Editor’s Note
This article examines the paradox of high-profile art theft, using the recent Louvre heist as a case study. It explores why such iconic pieces, like the empress’s brooch, become virtually impossible to monetize, transforming from priceless jewels into burdensome liabilities for the thieves.

The spectacular jewelry heist at the Paris Louvre is unlikely to bring the perpetrators quick profit. Experts consider the sale of the loot – including a diamond-set bow-shaped corsage brooch that once belonged to Empress Eugénie – on the black market to be nearly impossible.
French authorities speak of priceless value. When the brooch was last sold, it fetched around 6.72 million euros. Four days after the theft, its current price is difficult to estimate.
If the robbery was not commissioned, the pieces are considered “hot” from the art market’s perspective – too well-known to sell or display publicly. On the black market, however, only large discounts would be possible. Selling the jewels individually would be more discreet but equally risky and complicated.
The stolen jewelry pieces – diamonds, emeralds, sapphires, and gold – could be broken down, re-cut, or melted down. Officially, the value of the eight pieces is estimated at 88 million euros, but according to Paris prosecutor Laure Beccuau, this value could not be achieved by selling the approximately 9,000 gemstones individually.
Normally, it’s the precision of the heist that fascinates, but the next stage – offloading the high-caliber loot – is no less risky.
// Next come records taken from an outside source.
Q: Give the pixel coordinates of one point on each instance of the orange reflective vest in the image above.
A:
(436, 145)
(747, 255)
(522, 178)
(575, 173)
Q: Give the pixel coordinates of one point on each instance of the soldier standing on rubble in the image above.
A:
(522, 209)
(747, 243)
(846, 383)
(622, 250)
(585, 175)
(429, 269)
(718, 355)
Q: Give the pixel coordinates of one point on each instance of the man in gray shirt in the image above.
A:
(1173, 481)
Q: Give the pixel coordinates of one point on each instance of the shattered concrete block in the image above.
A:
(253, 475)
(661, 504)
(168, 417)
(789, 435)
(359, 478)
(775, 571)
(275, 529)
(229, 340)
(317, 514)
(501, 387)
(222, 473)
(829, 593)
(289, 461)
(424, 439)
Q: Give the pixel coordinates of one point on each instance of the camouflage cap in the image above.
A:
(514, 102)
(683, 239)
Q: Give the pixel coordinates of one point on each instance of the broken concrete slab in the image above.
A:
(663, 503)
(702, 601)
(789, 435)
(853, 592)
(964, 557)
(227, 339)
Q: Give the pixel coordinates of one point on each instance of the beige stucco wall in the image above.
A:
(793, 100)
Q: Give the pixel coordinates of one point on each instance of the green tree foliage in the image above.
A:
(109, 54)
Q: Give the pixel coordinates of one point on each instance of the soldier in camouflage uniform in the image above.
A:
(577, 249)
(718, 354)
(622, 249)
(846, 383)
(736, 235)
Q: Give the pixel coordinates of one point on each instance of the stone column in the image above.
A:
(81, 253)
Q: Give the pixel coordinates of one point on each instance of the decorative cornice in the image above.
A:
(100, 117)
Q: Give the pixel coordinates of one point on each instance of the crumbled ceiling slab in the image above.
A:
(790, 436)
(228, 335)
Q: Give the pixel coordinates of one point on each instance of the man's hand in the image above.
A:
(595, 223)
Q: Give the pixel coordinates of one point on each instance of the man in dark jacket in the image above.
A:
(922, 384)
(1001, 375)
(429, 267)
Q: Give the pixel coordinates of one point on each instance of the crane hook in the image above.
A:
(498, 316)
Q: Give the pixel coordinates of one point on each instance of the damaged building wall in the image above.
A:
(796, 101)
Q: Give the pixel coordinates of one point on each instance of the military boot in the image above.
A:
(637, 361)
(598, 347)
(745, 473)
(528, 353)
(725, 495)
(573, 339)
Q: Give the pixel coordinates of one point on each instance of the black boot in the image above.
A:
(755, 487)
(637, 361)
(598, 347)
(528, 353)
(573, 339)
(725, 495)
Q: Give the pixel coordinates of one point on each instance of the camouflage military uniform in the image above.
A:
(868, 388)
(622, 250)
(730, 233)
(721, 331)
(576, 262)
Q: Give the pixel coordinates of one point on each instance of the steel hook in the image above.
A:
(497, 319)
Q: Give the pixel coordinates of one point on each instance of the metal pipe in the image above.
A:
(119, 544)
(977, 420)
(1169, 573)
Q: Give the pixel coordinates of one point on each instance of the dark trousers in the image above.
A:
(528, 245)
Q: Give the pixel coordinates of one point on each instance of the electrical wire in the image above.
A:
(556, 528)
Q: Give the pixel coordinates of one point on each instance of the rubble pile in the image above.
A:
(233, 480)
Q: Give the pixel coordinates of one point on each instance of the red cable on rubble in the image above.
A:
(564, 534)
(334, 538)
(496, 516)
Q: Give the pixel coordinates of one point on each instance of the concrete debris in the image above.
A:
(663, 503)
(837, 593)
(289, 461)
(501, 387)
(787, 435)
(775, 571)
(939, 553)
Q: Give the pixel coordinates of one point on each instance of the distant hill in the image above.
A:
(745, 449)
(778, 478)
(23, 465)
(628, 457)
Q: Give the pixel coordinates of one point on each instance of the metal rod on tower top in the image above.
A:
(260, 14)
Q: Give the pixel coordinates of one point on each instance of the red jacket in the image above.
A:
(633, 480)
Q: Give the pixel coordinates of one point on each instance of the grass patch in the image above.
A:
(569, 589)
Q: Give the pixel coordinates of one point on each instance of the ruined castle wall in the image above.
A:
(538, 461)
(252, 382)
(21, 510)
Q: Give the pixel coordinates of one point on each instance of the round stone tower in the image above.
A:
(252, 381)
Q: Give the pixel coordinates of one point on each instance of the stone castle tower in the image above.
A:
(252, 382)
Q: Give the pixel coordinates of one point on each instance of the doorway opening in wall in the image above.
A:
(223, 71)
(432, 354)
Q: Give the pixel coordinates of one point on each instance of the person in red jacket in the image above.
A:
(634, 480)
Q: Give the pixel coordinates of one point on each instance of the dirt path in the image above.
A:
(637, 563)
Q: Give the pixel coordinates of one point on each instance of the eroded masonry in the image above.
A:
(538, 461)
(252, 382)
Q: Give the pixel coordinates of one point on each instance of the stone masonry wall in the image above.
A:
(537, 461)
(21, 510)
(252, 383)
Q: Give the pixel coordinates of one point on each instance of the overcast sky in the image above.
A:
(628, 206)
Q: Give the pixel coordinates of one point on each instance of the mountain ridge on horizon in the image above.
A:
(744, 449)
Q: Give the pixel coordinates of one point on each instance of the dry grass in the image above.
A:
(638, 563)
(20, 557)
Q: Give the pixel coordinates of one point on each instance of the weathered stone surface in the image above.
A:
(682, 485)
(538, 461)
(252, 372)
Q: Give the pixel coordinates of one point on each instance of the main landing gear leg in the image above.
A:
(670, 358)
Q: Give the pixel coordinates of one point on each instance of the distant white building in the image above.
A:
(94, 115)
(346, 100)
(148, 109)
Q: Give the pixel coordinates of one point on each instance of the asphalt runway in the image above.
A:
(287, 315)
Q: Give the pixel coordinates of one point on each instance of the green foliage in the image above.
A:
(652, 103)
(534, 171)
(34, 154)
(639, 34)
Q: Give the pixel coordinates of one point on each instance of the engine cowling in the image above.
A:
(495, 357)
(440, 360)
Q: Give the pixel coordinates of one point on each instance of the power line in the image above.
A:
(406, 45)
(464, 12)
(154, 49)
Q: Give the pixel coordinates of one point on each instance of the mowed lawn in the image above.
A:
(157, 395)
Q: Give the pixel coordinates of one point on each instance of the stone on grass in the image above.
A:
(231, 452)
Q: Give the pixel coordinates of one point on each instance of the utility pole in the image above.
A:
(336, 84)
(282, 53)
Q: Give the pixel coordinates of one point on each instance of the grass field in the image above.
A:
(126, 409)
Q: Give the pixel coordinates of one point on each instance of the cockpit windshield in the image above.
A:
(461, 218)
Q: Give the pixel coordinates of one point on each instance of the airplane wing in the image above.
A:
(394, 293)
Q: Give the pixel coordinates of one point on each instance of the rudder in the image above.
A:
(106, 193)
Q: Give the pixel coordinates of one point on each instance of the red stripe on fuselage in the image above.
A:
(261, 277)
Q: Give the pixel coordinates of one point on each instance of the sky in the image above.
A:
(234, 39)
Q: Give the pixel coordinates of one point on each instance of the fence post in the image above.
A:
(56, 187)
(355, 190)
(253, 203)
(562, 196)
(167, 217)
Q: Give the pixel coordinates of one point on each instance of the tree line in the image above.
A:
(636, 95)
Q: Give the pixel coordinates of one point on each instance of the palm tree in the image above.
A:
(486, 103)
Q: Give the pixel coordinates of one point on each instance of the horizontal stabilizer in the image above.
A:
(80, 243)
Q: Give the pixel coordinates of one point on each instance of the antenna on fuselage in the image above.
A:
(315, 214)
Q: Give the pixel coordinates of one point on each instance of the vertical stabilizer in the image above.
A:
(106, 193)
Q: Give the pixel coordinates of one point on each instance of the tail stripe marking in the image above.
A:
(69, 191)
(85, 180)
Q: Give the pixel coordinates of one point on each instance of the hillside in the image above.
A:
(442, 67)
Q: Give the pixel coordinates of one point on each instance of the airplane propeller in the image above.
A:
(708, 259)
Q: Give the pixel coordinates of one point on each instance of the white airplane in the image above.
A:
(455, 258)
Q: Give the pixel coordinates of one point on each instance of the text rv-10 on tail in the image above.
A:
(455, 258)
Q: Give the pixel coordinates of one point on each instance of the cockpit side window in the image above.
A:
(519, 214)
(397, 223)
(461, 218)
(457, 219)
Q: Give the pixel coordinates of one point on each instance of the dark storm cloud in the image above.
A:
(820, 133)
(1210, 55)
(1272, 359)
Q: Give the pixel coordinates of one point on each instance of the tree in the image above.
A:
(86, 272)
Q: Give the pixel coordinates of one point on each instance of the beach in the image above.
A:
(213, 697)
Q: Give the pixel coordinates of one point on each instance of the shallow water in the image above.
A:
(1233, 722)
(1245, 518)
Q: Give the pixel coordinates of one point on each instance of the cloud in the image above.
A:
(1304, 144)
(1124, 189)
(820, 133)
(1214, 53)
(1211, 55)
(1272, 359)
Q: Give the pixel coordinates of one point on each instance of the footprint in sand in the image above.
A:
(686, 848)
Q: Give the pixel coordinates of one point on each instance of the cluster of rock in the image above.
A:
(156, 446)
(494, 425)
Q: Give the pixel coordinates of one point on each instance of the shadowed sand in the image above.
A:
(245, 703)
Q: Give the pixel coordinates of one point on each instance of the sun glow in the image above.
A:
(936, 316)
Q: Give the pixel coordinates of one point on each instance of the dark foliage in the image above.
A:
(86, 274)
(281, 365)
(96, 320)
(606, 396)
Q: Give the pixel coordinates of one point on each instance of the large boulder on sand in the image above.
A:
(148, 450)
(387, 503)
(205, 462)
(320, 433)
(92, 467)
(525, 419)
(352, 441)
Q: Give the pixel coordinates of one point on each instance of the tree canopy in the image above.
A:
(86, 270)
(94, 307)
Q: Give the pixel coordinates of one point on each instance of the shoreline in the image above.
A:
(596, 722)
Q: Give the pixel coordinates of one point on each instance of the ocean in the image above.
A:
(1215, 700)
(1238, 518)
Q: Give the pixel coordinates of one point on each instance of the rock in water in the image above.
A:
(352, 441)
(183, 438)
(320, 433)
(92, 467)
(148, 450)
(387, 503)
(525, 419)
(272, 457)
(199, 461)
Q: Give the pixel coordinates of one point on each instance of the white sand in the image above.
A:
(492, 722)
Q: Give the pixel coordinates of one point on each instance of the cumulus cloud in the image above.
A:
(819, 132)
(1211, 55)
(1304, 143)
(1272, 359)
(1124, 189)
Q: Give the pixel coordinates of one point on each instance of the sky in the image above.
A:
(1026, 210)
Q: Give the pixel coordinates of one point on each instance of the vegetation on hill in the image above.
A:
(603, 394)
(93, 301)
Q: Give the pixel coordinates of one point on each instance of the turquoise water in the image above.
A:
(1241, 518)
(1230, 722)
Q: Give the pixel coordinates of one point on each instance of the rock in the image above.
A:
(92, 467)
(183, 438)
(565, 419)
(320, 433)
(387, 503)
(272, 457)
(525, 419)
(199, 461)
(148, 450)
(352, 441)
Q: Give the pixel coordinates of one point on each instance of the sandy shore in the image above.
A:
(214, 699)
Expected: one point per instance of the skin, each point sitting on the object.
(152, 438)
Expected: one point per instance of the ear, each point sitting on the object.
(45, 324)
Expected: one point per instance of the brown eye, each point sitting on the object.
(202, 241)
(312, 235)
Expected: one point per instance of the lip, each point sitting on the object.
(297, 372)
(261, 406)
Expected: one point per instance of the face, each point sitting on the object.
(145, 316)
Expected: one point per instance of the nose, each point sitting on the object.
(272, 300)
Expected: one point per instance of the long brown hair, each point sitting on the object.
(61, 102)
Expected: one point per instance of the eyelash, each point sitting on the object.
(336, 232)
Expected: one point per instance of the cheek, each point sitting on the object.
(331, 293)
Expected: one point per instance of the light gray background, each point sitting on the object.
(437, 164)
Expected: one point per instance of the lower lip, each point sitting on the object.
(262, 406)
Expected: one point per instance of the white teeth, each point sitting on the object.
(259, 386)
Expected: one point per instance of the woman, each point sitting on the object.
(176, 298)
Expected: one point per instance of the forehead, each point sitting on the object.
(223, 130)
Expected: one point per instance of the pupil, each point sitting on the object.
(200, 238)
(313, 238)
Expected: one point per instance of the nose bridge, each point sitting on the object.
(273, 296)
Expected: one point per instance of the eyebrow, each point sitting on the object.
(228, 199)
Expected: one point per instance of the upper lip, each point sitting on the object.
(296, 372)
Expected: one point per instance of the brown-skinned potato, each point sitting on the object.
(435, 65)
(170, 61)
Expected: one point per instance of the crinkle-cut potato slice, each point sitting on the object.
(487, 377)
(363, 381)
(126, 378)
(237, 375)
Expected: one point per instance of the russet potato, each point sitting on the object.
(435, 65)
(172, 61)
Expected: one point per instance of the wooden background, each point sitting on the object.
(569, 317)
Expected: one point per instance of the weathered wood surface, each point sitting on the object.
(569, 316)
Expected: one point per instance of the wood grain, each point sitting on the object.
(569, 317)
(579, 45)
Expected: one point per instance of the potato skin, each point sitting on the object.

The gemstones likely constitute the largest part of the value but are clearly identifiable by size and weight. To circumvent this, according to Chambers-Farah, they could be broken down, re-cut, and reassembled, making them nearly unrecognizable.
Tobias Kormind, managing director of jeweler 77 Diamonds, estimates the value of the stolen stones at about 10 million pounds (11.5 million euros). A large portion is attributed to four large diamonds set in one of the stolen brooches.
Melted-down gold is difficult to trace, and the gold price has risen by almost 60 percent this year. However, unlike the solid gold toilet stolen from Blenheim Palace in 2019, the Louvre jewelry contains too little metal to make the robbery worthwhile for that reason alone.

Politicians, police, and the Louvre’s security personnel are facing criticism over the theft. The insufficient surveillance in the exterior area – which allowed the perpetrators to approach unnoticed with a furniture lift – may have made the museum an easier target than the heavily secured jewelry stores on Place Vendôme.
Selling the loot in parts would release the material value but simultaneously destroy the historical one. French police are trying to find the pieces before this happens.
Just last month, according to the Interior Ministry, a 3,000-year-old gold bracelet from the Egyptian Museum in Cairo was melted down.
Although French Justice Minister Gérald Darmanin described the stolen pieces as “priceless,” many of them once bore price tags.

The large corsage brooch of Empress Eugénie, stolen on Sunday, was acquired in 2008 with support from the donor association Friends of the Louvre for 6.72 million euros. It was originally supposed to be auctioned at Christie’s in New York before the museum bought it privately. As early as 1887, the piece was removed from the French crown jewels and sold to a jeweler for 42,200 francs (then equivalent to about 85,000 euros).
An emerald necklace with matching earrings that belonged to Empress Marie-Louise was bought by the Louvre in 2004 from Baron Élie de Rothschild. According to museum records, which do not state a price, the set originally came from Van Cleef & Arpels and was in the possession of the Baron’s late wife.